It is truer to say it is wrong regardless of the long-term consequences, not made wrong because the consequences happened to be bad, and certainly not made right because the consequences happened to be good.
‘But what if God knows these good consequences outweigh the costs?’ That doesn’t change the nature of the consequentialist justification. If we find it objectionable as such, regardless of the outcome, without knowledge of the outcome, why would it be any different with knowledge of the outcome? Unless we abandon our objection to an unrestricted consequentialism, God’s knowledge doesn’t change anything. Our rejection of a consequentialist justification wasn’t conditional on it having bad consequences, or good consequences, and so how could it make any difference to know which it is?
Dilemma
To escape the moral problems of instrumentalism and consequentialism, theodicy would have to show either that its means-ends reasoning is in some way sufficiently restricted in terms of what is right, or else it does not, in fact, depend on a means-ends reasoning at all.
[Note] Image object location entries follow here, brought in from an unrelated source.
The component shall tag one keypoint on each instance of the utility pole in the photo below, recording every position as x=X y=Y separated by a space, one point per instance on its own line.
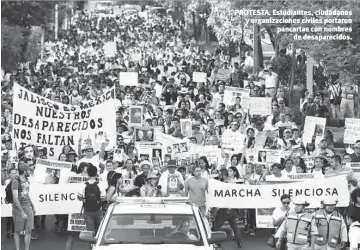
x=56 y=21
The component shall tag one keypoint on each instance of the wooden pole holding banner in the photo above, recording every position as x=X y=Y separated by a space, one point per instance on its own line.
x=310 y=75
x=42 y=44
x=256 y=48
x=56 y=21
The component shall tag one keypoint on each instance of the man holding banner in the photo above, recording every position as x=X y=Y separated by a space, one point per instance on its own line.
x=299 y=228
x=23 y=209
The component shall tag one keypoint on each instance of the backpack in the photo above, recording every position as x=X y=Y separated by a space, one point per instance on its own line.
x=92 y=200
x=8 y=191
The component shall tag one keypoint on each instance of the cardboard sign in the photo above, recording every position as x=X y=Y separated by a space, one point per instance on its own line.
x=128 y=78
x=199 y=77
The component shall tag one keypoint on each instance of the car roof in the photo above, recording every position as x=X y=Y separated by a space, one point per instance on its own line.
x=152 y=208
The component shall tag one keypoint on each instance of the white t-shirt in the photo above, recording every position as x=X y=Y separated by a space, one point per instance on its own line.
x=277 y=214
x=286 y=173
x=354 y=235
x=101 y=187
x=318 y=174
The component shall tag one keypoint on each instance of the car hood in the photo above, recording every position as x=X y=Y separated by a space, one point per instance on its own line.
x=149 y=247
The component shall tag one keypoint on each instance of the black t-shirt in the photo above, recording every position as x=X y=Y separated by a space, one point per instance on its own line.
x=170 y=96
x=140 y=180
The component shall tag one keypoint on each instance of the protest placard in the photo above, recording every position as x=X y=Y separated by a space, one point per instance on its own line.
x=199 y=77
x=144 y=134
x=260 y=106
x=49 y=199
x=212 y=153
x=81 y=179
x=314 y=127
x=118 y=155
x=186 y=127
x=223 y=74
x=157 y=153
x=229 y=195
x=309 y=162
x=51 y=125
x=51 y=171
x=232 y=93
x=352 y=130
x=264 y=217
x=267 y=156
x=300 y=176
x=128 y=78
x=355 y=167
x=230 y=139
x=136 y=115
x=110 y=49
x=76 y=222
x=144 y=151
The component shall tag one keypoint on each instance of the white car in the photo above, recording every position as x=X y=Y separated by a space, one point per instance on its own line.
x=153 y=224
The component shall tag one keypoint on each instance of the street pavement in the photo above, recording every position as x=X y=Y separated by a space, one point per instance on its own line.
x=49 y=240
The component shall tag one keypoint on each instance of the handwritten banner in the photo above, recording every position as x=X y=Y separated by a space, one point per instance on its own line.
x=42 y=122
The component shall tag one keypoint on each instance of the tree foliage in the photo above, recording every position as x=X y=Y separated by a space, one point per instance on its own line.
x=28 y=13
x=33 y=47
x=12 y=42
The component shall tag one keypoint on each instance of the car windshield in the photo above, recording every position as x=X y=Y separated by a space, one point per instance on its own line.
x=152 y=229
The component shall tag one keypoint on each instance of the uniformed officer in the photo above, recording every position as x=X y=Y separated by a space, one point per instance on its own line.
x=331 y=227
x=299 y=227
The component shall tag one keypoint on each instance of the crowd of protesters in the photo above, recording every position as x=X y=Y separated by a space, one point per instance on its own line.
x=77 y=70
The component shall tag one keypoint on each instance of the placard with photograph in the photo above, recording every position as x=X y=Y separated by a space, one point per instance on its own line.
x=136 y=114
x=144 y=134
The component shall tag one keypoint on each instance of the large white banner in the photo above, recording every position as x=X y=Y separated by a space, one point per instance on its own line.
x=231 y=195
x=49 y=199
x=51 y=125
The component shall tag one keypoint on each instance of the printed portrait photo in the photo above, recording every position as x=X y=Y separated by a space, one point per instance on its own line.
x=135 y=115
x=183 y=147
x=52 y=176
x=157 y=152
x=262 y=156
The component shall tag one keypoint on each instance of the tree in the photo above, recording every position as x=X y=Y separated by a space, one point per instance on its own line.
x=12 y=41
x=33 y=47
x=28 y=13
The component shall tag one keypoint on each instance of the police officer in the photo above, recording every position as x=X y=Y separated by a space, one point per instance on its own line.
x=331 y=227
x=299 y=228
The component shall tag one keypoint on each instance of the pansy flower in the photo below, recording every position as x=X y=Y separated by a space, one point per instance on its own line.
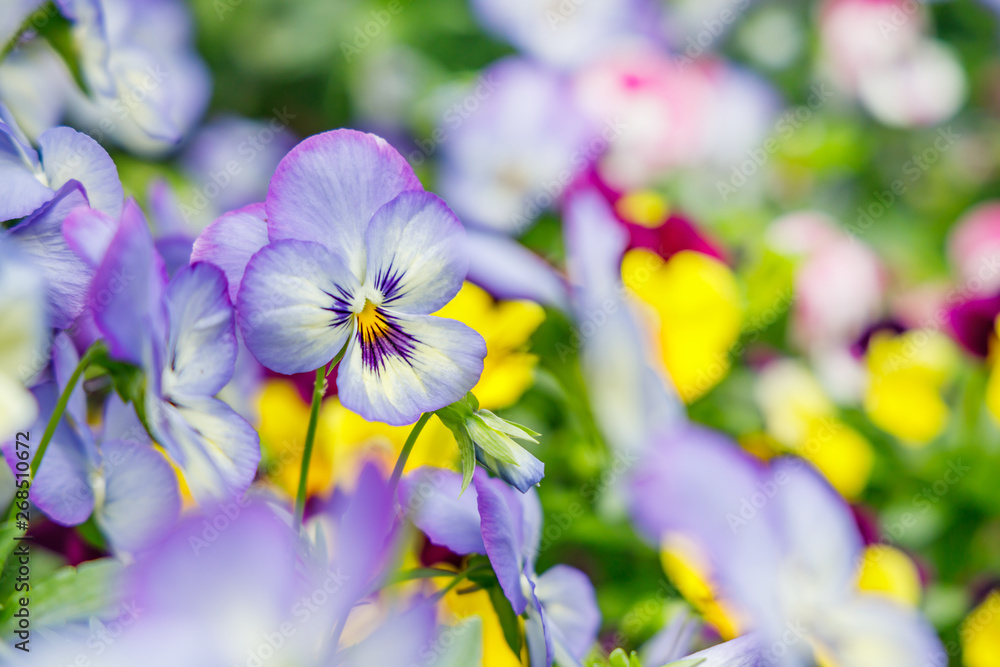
x=181 y=333
x=43 y=186
x=780 y=547
x=116 y=475
x=491 y=519
x=24 y=332
x=356 y=254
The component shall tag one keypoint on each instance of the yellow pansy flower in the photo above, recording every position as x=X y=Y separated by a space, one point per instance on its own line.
x=696 y=305
x=907 y=373
x=886 y=570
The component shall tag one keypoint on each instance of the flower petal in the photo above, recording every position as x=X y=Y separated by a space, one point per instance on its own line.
x=570 y=605
x=500 y=521
x=89 y=232
x=294 y=306
x=230 y=241
x=127 y=294
x=201 y=348
x=141 y=496
x=415 y=253
x=430 y=497
x=71 y=155
x=67 y=277
x=406 y=365
x=508 y=270
x=327 y=189
x=216 y=448
x=820 y=532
The first route will come up against the problem of all currently-known evil and suffering being, as it stands, fair game for means-ends justification, which certainly seems to be very unrestricted indeed. We can at least say this is not nearly restricted enough, which is much the same problem: it’s not right, even if it were good.
The second route would abandon the central pivot point around which all the heavy lifting of theodicy turns. If this evil and suffering does not serve a purpose, then what is the point of it?
Theodicy, especially in its soul-making form, is forced to commit to a too-unrestricted consequentialism and cannot help but slide into an objectionable instrumentalism. It inherits the moral problems of both.